Re: Backporting HttpProtocolOptions survey

Posted by William A Rowe Jr <wr...@rowe-clan.net>.
On Mon, Aug 29, 2016 at 1:04 PM, Ruediger Pluem <rp...@apache.org> wrote:

>
> On 08/29/2016 06:25 PM, William A Rowe Jr wrote:
> > Thanks all for the feedback. Status and follow-up questions inline
> >
> > On Thu, Aug 25, 2016 at 10:02 PM, William A Rowe Jr <wrowe@rowe-clan.net
> <ma...@rowe-clan.net>> wrote:
> >
> >     A couple key questions now that the full refactoring of legacy vs.
> strict is mostly complete (there remain potential
> >     issues with some of the 3-4 yr old changes on trunk which I'll raise
> in other posts.) But speaking only to the
> >     request line and request header parsing...
> >
> >     3. Do we need multiple
> >     layers of 'Strict'ness, or should there be a single toggle, or no
> toggle, no tolerant input at all in the next
> >     2.2/2.4 releases?
> >
> > Discussion item:
> >
> > I am not sold that StrictURI can be collapsed into this flag. Right now,
> not even
> > httpd itself promises to correctly encode resulting URI's, AIUI. Until
> we have our
> > own house in order, it seems we need to remain flexible about this. The
> \t\v\r\f\0
> > characters are always now prohibited, so it's considerably more safe.
> Strict further
> > bans all unencoded ctrl's in the URL. So StrictURI takes this one step
> further, and
> > bans all unencoded obs-text along with SP / '"' / '<' / '>' / '\' / '^'
> / '`' / '{' / '|' / '}'
> >
> > Since it's expected that a number of sites will have to relax UnsafeURI
> due to
> > these encoding issues, even with the resulting URI's generated by httpd
> servers,
> > and will have to do so for *public facing* interfaces, I strongly
> believe that this
> > flag  needs to remain distinct, or we will have lots of servers with
> entirely unsafe
> > parsing, not with only limited exposure by accepting bad URIs.
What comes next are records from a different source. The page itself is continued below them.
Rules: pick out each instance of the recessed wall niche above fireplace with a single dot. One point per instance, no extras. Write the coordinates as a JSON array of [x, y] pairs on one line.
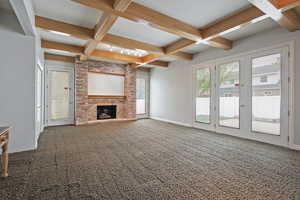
[[106, 112]]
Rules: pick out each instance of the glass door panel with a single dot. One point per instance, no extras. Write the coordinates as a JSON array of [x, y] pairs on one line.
[[266, 94], [203, 95], [229, 95]]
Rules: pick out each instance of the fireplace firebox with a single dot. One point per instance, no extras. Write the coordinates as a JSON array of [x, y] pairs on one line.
[[106, 112]]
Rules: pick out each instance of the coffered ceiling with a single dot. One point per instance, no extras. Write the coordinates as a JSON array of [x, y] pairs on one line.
[[143, 31]]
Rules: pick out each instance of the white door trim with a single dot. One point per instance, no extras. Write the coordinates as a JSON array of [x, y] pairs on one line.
[[58, 66], [146, 77]]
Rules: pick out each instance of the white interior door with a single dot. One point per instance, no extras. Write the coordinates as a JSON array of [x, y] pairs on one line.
[[39, 100], [142, 95], [246, 96], [60, 97]]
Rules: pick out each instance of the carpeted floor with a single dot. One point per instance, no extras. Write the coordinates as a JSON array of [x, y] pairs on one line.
[[150, 160]]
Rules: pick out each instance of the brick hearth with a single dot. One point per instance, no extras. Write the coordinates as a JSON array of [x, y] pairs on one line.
[[86, 109]]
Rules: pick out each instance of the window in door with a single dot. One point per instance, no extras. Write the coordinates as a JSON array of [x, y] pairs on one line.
[[203, 95], [140, 96], [266, 94], [229, 95]]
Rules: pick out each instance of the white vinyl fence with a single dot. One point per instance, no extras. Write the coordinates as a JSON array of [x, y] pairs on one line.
[[265, 107]]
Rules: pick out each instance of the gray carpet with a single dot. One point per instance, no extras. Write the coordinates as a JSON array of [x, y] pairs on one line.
[[150, 160]]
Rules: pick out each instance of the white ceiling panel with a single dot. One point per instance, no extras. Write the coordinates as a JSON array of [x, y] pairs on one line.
[[167, 59], [67, 11], [141, 32], [5, 5], [46, 35], [251, 29], [196, 12], [196, 48]]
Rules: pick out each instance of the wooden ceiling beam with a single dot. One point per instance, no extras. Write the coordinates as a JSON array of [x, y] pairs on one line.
[[138, 12], [97, 53], [105, 23], [182, 55], [159, 63], [243, 18], [211, 34], [131, 44], [87, 34], [62, 47], [289, 20], [49, 56], [54, 25], [116, 56]]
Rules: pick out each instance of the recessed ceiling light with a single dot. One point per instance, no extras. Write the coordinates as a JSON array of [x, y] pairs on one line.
[[60, 33]]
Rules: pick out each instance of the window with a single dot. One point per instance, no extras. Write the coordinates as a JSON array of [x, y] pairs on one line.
[[140, 96], [203, 95], [229, 95], [265, 106]]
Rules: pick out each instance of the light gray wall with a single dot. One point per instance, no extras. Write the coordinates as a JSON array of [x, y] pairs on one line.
[[171, 88], [17, 83]]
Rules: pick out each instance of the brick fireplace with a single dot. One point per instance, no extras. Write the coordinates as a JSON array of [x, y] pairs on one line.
[[86, 106]]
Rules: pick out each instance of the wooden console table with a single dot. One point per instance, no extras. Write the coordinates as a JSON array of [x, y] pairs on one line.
[[4, 136]]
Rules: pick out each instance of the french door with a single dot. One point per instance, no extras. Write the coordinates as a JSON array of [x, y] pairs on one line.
[[246, 96], [60, 96]]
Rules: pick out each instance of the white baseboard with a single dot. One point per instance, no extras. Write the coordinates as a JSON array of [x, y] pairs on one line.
[[110, 120], [172, 122]]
Thoughts?
>
> Given the situation you describe it sounds sensible to keep this distinct.



> >
> >     4. Should the next 2.4/2.2 releases default to Strict at all? Or
> remain permissive (Unsafe) and allow the user to
> >     toggle these to Strict(... Whitespace... URI)?
> >
> >     Real world direct observation especially appreciated from actual
> deployments.
> >
> > Strict (and StrictURI) remain the default. The Allow0.9 and
> LenientMethods
>
> StrictURI as a default only makes sense if we have our own house in order
> (see above), otherwise it should be opt in.
>

Relative to our own house, I discovered that ';' is currently in the list
of those characters we insist on encoding. According to RFC3986,
while ';' has a special meaning, and as a sub-delim there is a potentially
distinct value of %3B... our own behavior seems entirely broken.

When we receive either ';' or %3B it is decoded to ';' in our r->uri, as we
decode all of the pct-escaped chars.  Take this example;

http://example.com/foo;enc=en%3Bus/test.html

(Ignore the fact that my example has a much more logical way to choose
the language variant of a foo path segment).
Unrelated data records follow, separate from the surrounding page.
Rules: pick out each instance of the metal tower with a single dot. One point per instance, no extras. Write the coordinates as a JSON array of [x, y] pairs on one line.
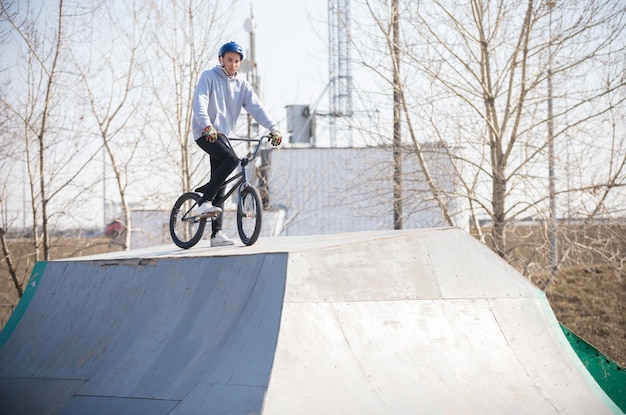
[[340, 78]]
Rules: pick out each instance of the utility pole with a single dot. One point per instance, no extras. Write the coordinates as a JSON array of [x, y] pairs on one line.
[[249, 26]]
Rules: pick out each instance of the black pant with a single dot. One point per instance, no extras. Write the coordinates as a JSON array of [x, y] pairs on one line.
[[223, 161]]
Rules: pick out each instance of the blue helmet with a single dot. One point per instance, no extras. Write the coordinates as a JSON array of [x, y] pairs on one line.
[[231, 47]]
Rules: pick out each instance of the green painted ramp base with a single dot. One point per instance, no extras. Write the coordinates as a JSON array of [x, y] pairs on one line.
[[610, 376]]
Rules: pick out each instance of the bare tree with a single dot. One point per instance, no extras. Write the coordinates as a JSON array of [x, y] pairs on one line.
[[113, 87], [184, 37], [475, 76]]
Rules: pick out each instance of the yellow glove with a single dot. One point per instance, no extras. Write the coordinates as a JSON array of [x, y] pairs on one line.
[[210, 134], [276, 138]]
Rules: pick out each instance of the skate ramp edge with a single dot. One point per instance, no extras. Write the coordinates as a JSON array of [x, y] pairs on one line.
[[388, 322]]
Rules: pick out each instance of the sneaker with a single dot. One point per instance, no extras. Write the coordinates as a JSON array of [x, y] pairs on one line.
[[206, 209], [220, 239]]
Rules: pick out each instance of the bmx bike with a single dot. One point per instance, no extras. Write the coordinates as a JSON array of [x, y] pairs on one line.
[[186, 229]]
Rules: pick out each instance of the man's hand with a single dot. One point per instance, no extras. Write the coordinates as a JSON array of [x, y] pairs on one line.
[[276, 138], [210, 134]]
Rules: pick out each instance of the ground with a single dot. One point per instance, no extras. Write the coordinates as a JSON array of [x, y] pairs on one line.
[[590, 300]]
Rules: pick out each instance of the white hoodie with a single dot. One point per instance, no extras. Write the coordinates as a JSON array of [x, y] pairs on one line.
[[218, 102]]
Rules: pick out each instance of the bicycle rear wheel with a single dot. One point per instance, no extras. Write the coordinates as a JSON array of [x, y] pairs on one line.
[[185, 229], [249, 215]]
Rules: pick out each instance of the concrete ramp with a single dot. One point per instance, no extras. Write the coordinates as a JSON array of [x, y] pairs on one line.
[[398, 322]]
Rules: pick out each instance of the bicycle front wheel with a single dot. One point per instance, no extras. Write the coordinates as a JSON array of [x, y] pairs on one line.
[[185, 229], [249, 215]]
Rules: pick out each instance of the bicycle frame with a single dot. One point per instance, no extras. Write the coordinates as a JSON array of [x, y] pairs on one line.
[[241, 178], [249, 206]]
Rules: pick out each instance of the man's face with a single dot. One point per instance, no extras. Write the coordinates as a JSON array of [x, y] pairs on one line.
[[231, 62]]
r->uri becomes /foo;enc=en;us/test.html - this is part of the path to the
file system we will look for. The httpd server has no special logic to
handle
such args or properties as described in the last paragraph of section 3.3,
they aren't an httpd consideration at all.

But worse, if the character ';' is distinct from %3B at the origin server,
we
are passing a proxied path of /foo%3Benc=en%3Bus/test.html - and also
returning redirects in that form. The character ';' is smashed and cannot
be recovered, although it's allowed by section 3.3, and it's plain-text
meaning is both more prevalent and more often correct.

Seems we are better off handing back or handing off /foo;enc=en;us/test.html
than the current /foo%3Benc=en%3Bus/test.html - the current behavior
is a much more pervasive error than the second case of embedded %3B
within a ';' section.

This appears to be our only mis-encoding from path to a composed URI.
The rest of this logic reflects section 3.3 rules, so I'll commit this
addition
shortly to this allowed (don't-escape) list, and we will still accept either
form on input;

if (!apr_isalnum(c) && !strchr("$-_.+!*'(),:@&=/~", c)) {
    flags |= T_OS_ESCAPE_PATH;
}

Re: Backporting HttpProtocolOptions survey

Posted by Ruediger Pluem <rp...@apache.org>.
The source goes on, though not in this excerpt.